Updated - Clsi M22a3 Pdf

Utilize temperature indicators in shipping containers and enforce strict visual inspection protocols upon delivery. Conclusion

CLSI M22-A3 is the third edition of the approved standard developed by the Clinical and Laboratory Standards Institute to streamline and optimize quality control protocols for commercially manufactured culture media.

An additional 27 media were added to the "exempt" list, meaning labs can bypass routine QC organism testing for these items.

Provide documentation (Certificates of Quality Control) readily accessible to the end-user laboratory. 3. Responsibilities of the User (The Clinical Laboratory)

Chocolate Agar (when used for fastidious organisms like Haemophilus spp. if not fully validated by the vendor) Selective media for specific fastidious pathogens Core Quality Control Parameters Detailed in M22-A3 clsi m22a3 pdf

: M22-A3 is currently considered an archived standard by CLSI. Many laboratories now transition to using an Individualized Quality Control Plan (IQCP) as outlined by CMS to manage their media QC.

("Quality Control for Commercially Prepared Microbiological Culture Media; Approved Standard—Third Edition") is the primary, authorized standard providing guidelines for the quality control (QC) of microbiological media.

: For media not on the exempt list, laboratories must perform on-site testing for growth, selectivity, inhibition, and biochemical responses.

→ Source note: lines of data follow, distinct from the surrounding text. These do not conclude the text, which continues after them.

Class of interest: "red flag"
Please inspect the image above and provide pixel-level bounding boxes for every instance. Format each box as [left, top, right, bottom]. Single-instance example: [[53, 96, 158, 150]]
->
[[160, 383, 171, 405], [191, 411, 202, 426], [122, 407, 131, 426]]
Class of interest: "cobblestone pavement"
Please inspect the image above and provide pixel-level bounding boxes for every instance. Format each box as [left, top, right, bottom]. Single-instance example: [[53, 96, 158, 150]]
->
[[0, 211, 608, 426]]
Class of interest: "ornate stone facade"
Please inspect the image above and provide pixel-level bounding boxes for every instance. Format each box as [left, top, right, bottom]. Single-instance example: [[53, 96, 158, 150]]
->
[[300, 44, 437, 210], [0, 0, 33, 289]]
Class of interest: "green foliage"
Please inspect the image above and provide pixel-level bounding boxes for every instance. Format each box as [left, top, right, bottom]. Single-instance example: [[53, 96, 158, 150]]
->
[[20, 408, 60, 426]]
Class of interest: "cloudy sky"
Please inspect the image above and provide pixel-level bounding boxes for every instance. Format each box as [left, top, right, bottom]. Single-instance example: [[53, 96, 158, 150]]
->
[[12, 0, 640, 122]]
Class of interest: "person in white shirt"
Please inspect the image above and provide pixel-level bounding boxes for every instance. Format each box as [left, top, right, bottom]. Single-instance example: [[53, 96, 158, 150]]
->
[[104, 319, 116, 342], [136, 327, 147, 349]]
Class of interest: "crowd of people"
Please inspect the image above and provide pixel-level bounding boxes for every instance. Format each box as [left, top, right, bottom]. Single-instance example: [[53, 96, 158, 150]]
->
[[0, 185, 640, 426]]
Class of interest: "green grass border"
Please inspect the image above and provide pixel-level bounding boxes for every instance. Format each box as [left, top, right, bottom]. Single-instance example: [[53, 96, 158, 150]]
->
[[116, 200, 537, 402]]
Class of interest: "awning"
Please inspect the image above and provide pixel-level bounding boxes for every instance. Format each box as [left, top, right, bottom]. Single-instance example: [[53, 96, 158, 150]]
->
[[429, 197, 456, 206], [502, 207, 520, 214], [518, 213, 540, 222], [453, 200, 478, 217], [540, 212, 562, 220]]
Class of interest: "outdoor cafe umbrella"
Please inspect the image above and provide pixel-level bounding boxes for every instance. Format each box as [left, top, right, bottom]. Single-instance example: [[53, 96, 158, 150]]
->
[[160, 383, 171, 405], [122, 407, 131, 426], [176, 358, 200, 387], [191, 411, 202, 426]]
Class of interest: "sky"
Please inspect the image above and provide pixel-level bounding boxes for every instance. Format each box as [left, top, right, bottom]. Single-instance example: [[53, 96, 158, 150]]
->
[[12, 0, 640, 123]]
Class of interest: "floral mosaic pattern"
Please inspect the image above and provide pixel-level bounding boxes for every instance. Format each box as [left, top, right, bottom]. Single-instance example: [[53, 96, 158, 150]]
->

Standardized Organisms : It specifies well-characterized bacterial strains, often strains, that must be used for QC testing. Clinical & Laboratory Standards Institute | CLSI Responsibilities and Implementation

Are you testing media or commercially purchased ? if not fully validated by the vendor) Selective

Guidelines for manufacturers regarding production consistency and validation.

It is not uncommon to encounter websites that claim to offer a free PDF of CLSI M22‑A3. These are and are often incomplete, corrupted, or infected with malware. Using such copies may violate copyright laws and could put your laboratory at risk of using incorrect or outdated information.

is a copyrighted document and typically requires a purchase: Official Source : Available directly from the Standards Stores : Can be found at the ANSI Webstore Accuris Standards Store Free Previews : Limited previews are often available via the ANSI preview page to view the table of contents and scope. Clinical & Laboratory Standards Institute | CLSI typically exempted under this standard?

: Users must still perform visual inspections for physical defects (e.g., dehydration, bubbles, or contamination) and monitor storage conditions, even for exempt media. Document Structure regardless of the manufacturer’s certificate.

: It is still the gold standard for many international laboratories. US Laboratories (CLIA)

For laboratory directors, technicians, and manufacturers searching for the , understanding the core principles, exemptions, and compliance strategies outlined in this standard is essential for regulatory adherence and patient safety. What is CLSI M22-A3?

CLSI M22-A3 standard, titled "Quality Control for Commercially Prepared Microbiological Culture Media," is a critical document for ensuring the reliability of laboratory results through standardized media testing. Released in June 2004, this third edition provides a framework for both manufacturers and end-user laboratories to manage the quality of ready-to-use culture media. Clinical & Laboratory Standards Institute | CLSI Core Purpose and Scope

The end-user laboratory must perform full quality control testing on every new lot or shipment received, regardless of the manufacturer’s certificate.